Bild: Verstehen sich gut: Bundeskanzler Olaf Scholz (SPD) und Donald Tusk, Mini…
Warschau taz | Zum guten Ton im deutsch-polnischen Verhältnis gehörten
Nazi-Anleihen jahrelang dazu. Jedenfalls aus polnischer Sicht. [1][Die
abgewählte nationalkonservative Regierung der Partei Recht und
Gerechtigkeit (PiS) versuchte immer wieder nach innen zu punkten, indem sie
den äußeren Feind beschwor] – Deutschland. Die Deutschen würden nach der
Vorherrschaft in Europa und der EU streben oder sich in Polens innere
Angelegenheiten einmischen, so die Behauptungen. Diese Eiszeit ist unter
der neuen Bürgerkoalition des Liberalen [2][Donald Tusk] nun vorbei.
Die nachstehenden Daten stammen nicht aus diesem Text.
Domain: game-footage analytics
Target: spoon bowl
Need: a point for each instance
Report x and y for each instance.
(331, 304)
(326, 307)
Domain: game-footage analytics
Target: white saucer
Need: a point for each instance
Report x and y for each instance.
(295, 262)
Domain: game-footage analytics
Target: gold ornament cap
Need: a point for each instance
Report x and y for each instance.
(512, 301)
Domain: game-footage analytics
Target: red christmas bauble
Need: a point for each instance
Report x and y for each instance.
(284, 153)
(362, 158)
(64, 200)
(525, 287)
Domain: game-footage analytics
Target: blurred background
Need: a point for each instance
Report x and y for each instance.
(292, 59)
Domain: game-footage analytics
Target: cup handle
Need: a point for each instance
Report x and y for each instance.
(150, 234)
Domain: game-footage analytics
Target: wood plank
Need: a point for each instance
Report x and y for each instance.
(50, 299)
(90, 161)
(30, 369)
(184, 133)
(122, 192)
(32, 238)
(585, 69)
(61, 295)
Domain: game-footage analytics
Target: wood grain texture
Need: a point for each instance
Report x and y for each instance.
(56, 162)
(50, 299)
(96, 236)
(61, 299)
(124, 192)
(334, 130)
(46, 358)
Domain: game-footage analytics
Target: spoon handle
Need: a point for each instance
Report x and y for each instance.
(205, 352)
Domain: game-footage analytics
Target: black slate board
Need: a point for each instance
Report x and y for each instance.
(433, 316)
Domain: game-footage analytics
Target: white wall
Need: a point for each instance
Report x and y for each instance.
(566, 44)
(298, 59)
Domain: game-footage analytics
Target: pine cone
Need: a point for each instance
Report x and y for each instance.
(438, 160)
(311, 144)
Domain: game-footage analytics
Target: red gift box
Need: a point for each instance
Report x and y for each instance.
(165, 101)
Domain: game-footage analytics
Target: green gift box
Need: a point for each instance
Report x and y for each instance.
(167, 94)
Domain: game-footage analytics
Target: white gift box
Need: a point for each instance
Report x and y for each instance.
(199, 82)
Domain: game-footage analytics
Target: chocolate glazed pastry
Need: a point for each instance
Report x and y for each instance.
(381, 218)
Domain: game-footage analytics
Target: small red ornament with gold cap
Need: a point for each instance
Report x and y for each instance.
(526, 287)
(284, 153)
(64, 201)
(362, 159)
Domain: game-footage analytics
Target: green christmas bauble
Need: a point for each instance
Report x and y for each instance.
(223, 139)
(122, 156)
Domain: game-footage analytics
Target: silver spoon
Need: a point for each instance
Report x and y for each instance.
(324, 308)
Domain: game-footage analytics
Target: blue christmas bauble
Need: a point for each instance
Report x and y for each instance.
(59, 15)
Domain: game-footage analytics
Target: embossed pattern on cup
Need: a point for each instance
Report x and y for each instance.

Erstmals seit sechs Jahren trafen sich die Regierungen beider Länder am
Dienstag wieder zu sogenannten Regierungskonsultationen. Zum 80. Jahrestag
des [3][Warschauer Aufstands] und auf Einladung der polnischen Regierung
reiste die deutsche Mannschaft gleich mit 14 Spieler:innen an, inklusive
Kanzler, Vizekanzler und Finanzminister sowie 10 weiteren Minister:innen.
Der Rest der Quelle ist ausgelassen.